A questão é que Hegel deixou de ser o cachorro morto chutado, para a alegria de uns e aversão (ou até mesmo indignação?) de outros. Termino esse texto com uma memória episódica. Por motivos pessoais, eu comecei a me interessar por filosofia alemã na graduação. Ao chegar no doutorado, decidi estudar justamente idealismo pós-kantiano. Esse momento de decisão foi há quase sete anos atrás e, de certo modo, no Rio de Janeiro, ainda estávamos no fervor da onda da filosofia francesa que casava muito bem com o ethos carioca. Essa onda começaria a arrefecer ao longo do tempo, mas, naquele momento, ainda animados pelas “análises de conjuntura” que se amontoavam sobre as jornadas de junho e que seguiam uma linha pró-horizontalismo organizacional com pitadas de anarquismo e diagnósticos da insuficiência hierárquica de partido, era solitário gostar de Hegel.
E era solitário principalmente porque Hegel, na melhor das hipóteses, era um pensador obscuro largado no meio da filosofia moderna. Na pior das hipóteses, significava se interessar pelo grande ideólogo do estado opressivo, irremediavelmente ligado ao modelo do estado prussiano. Significava ver valor no proto-nazista que afirmou a superioridade alemã em todos os sentidos. Significava se dignar a estudar o maior racista da história da filosofia. Era solitário.
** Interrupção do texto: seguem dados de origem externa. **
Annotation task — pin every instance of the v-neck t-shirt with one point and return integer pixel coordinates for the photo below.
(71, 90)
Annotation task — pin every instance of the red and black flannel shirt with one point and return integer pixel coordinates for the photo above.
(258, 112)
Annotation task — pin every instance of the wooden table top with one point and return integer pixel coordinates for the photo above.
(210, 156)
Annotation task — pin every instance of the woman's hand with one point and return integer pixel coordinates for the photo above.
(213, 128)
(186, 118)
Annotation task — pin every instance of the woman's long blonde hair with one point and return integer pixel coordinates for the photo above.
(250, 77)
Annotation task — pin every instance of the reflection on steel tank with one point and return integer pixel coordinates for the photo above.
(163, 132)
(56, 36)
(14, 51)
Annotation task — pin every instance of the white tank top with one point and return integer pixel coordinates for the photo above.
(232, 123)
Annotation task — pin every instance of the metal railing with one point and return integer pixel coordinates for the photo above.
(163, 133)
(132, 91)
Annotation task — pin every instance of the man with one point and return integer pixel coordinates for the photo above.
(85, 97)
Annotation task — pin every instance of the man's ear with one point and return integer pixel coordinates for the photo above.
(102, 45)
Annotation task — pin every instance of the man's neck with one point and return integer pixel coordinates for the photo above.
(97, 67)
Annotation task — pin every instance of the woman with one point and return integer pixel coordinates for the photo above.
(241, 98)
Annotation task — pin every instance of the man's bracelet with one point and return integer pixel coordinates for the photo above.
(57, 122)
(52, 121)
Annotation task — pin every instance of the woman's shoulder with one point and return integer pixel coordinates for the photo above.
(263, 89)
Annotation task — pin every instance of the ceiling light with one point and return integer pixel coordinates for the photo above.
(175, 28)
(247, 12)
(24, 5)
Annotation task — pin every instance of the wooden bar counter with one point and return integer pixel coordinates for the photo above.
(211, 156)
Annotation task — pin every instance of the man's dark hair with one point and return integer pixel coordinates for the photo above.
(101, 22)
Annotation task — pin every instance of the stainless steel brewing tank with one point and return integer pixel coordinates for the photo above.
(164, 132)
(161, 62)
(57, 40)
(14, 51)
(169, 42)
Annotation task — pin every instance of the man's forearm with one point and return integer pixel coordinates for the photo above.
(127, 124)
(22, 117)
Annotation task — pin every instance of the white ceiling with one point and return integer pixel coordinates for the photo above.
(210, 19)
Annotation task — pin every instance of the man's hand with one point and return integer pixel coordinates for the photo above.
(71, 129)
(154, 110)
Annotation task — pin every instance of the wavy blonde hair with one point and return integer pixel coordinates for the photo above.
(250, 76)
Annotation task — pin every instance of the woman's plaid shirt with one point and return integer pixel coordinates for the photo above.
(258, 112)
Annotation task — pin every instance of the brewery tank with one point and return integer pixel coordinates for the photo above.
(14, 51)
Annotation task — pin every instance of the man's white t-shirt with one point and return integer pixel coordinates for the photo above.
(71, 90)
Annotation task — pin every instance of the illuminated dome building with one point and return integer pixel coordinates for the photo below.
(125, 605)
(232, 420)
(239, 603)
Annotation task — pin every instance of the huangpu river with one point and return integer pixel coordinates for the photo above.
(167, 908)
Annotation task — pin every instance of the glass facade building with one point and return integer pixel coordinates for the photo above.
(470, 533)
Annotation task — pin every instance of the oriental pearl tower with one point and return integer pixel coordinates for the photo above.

E não só porque invariavelmente eu estava fora dos “assuntos quentes”[3] das discussões sobre o momento político do país, assim como das leituras que majoritariamente se pautavam sobre uma consideração afetiva e suas subsequentes relações com esse contexto político, mas porque as imagens supracitadas feitas sobre Hegel estavam parcialmente certas. Porque sim, o modelo de Estado hegeliano permite a visão da organização política a partir de estamentos imóveis na filosofia do direito, o que bloqueia a possibilidade de democracia e participação efetiva das pessoas, fazendo com que a representação política se imiscua com interesses econômicos. De quebra, ele ainda defende a monarquia (mesmo que constitucional) como melhor modelo de governo e opera sempre a partir de um espírito anti-revolucionário. Porque sim, em Hegel, tudo parece tender para a Alemanha: a poesia romântica como manifestação mais desenvolvida de arte, o cristianismo protestante como religião mais verdadeira, a filosofia alemã como o ápice do trabalho especulativo, ele, Hegel, como a encarnação do espírito absoluto. E, em último lugar, porque sim, ele era um racista e era um misógino, como praticamente todo mundo do seu tempo.
Mesmo assim, existem coisas valiosas sobre Hegel e eu gostaria de falar sobre os pontos que eu mais gosto. Mas, infelizmente, devido ao tamanho desse texto aqui, terei que deixar para a próxima vez.
[1] Gostaria de dizer que estou me referindo à vasta produção cinematográfica que cobre narrativas sobre o Holocausto, mas a referência, infelizmente, é o Thanos na franquia dos vingadores.
[2] Por “pior sentido da palavra”, faço referência às considerações propostas em “A personalidade Autoritária” de Adorno. Ali, se destrincha o modo de operação de agitadores políticos que flertam com pautas conservadoras/reacionárias. Acredito que as análises de Adorno guardam semelhanças consideráveis com a figura em questão.
[3] Um grande amigo um dia me deu o diagnóstico sintético disso quando afirmou “Mirian, isso acontece porque seu tema nunca é sexy”. De fato, qual atrativo existe para os três volumes da Ciência da Lógica?